Despite his late start in the ceramics trade, Chang Chi-tao was a quick and intuitive learner who rose to prominence in his own right. He was among the 100 individuals recognized for their artistic merits during the R.O.C. centennial celebrations in 2011, and the recipient of the National Crafts Achievement Awards in 2015.
Chang came to Taiwan in 1949 with other Chinese students in exile, and went on to serve in the military for two decades. He then worked for appliance companies but failed to enjoy the job. It was not until Chang managed a porcelain business did he find his passion in pottery.
He was mentored by the late artist Lin Pao-chia (林葆家), who bestowed all his skills to Chang. He was then invited to teach at university level after his talent attracted the attention of prominent Taiwanese painter-sculptor Yen Shui-long (顏水龍) at an exhibition.
Master of cowpea red glaze
Chang takes inspiration from traditional Chinese ceramics, such as round-shaped urns and square-shaped bottles. He blends such traditional Chinese elements into his artworks, creating ceramics that are both artistic and practical for everyday use.
Another significant element of Chang's works is his masterful execution of "cowpea red glaze (美人醉),” literally "drunken beauty,” which is a colored glaze mix of different red and green tones. His skills set in making jun ware (鈞窯), a type of Chinese celadon that is variegated with various vivid hues, is also outstanding.

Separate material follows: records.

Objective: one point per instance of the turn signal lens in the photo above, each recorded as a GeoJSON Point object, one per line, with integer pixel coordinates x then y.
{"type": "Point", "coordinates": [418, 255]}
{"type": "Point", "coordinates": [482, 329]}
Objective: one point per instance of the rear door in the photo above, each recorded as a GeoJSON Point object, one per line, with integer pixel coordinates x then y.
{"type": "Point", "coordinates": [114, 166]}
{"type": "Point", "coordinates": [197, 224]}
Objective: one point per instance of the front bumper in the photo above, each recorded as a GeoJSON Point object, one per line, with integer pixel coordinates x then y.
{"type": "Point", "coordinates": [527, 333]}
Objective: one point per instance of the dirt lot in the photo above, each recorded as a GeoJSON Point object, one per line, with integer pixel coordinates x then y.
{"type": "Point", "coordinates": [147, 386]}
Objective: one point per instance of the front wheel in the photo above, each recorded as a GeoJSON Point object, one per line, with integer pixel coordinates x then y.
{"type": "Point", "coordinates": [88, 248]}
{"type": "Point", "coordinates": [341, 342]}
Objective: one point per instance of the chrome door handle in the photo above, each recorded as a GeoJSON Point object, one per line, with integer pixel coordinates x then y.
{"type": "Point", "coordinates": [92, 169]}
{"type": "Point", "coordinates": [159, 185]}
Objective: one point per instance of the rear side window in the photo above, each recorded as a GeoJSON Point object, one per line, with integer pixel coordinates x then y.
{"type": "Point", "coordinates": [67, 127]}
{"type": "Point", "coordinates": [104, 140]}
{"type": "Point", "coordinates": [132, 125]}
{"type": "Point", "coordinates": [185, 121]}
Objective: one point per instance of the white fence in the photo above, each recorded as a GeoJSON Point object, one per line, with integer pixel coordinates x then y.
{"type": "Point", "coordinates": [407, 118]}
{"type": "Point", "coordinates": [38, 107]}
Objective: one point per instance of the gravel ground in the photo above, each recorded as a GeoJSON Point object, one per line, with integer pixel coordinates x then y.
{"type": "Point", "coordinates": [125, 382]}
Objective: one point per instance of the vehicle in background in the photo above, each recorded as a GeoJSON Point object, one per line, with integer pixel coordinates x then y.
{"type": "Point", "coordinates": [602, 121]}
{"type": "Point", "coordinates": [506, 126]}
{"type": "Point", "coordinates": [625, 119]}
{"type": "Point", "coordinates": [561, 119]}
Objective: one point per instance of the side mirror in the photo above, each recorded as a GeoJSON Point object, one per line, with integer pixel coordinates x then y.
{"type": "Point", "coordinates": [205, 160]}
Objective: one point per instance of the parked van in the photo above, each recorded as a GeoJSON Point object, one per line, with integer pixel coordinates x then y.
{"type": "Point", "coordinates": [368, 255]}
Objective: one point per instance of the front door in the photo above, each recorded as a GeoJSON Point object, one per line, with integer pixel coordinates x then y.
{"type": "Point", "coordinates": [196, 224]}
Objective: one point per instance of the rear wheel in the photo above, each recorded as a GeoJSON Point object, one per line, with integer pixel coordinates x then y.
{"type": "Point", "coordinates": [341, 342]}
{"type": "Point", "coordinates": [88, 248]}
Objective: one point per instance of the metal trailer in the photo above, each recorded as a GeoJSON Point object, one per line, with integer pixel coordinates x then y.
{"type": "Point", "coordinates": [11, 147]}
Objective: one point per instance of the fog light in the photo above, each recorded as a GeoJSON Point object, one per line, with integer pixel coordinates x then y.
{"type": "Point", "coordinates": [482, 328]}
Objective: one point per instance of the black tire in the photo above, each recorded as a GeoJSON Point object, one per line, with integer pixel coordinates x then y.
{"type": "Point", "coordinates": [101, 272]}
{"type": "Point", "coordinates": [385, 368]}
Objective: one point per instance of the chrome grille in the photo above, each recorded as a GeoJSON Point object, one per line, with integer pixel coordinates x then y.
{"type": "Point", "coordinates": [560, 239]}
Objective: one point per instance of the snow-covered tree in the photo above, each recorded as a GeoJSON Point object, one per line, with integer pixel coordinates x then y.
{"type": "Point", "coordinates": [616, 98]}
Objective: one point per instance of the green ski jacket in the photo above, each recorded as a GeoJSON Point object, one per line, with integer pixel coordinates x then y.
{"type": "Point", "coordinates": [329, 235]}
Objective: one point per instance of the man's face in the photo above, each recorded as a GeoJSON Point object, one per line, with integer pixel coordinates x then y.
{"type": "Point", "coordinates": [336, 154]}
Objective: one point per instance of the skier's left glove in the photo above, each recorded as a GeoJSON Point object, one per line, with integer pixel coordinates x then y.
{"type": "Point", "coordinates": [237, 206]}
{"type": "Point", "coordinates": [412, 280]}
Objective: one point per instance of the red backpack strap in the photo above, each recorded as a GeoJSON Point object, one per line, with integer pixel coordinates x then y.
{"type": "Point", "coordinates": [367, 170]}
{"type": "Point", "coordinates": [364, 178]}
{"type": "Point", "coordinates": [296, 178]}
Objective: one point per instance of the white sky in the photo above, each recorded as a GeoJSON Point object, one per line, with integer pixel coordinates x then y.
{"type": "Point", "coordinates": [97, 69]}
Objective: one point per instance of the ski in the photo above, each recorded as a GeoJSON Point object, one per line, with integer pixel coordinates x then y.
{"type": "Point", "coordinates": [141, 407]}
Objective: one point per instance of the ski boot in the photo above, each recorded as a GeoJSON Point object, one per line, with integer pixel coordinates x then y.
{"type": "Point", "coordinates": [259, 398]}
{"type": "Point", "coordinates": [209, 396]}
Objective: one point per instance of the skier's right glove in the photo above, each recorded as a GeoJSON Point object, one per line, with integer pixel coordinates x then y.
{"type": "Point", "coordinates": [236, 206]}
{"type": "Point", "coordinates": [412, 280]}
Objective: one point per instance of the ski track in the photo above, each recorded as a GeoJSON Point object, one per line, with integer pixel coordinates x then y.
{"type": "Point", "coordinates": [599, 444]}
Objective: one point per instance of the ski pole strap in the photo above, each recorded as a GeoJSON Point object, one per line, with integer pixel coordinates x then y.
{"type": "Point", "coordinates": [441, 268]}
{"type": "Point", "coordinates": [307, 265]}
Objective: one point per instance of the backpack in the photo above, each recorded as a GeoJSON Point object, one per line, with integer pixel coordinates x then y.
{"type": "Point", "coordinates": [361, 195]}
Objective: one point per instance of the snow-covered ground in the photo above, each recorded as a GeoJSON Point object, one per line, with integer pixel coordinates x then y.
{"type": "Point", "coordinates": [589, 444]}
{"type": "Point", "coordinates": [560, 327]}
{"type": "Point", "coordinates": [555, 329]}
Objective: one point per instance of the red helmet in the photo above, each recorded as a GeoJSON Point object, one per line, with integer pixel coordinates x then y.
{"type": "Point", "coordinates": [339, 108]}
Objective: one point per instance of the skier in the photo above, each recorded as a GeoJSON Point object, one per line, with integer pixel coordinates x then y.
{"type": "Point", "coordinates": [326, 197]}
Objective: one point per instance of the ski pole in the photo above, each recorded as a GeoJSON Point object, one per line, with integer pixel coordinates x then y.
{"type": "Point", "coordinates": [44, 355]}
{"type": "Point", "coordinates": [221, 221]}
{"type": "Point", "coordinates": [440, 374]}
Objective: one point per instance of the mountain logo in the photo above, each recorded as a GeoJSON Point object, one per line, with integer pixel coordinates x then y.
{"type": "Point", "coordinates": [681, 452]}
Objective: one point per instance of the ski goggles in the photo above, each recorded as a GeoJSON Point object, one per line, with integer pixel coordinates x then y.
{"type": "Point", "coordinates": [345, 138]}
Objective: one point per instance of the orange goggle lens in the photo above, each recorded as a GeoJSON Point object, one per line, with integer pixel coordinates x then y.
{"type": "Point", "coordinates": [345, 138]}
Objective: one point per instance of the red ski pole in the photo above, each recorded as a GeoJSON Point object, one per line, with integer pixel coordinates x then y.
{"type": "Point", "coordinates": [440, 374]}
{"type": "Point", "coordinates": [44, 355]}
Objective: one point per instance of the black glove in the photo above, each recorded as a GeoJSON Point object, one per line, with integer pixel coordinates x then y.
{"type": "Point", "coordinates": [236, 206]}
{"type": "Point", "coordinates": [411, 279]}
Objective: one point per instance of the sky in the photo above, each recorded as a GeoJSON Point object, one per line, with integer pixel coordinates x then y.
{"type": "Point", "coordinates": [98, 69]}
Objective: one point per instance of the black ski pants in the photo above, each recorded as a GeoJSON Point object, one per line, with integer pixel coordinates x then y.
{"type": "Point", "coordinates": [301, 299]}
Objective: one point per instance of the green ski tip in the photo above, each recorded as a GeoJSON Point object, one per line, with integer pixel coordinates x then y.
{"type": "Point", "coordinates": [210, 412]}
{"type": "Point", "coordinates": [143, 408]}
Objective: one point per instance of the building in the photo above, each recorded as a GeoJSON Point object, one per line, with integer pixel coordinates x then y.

The deft combination of traditional and contemporary elements of his works is highly unique. Photos of Chang's celebrated works such as "Striving (力爭上游),” "Red and Green Jadeite (紅翡綠翠),” and "Shepherd (牧)” are used as imagery on government posters, postcards, and calendars released worldwide.
In 2007, Chang opened his own studio in Hsinchu County. He also offered lessons at the local elementary school and helped to promote awareness of the crafts industry. He then turned his personal home in New Taipei City into a private museum called "Chi-tao House (繼陶居)” in 2015, hoping to introduce and promote ceramic art to more people.
Though he is in his 80s now, Chang still continues to create works with different glaze experiments, noting that "there are not many days left [for me]. However, I am still working hard to leave a legacy behind.”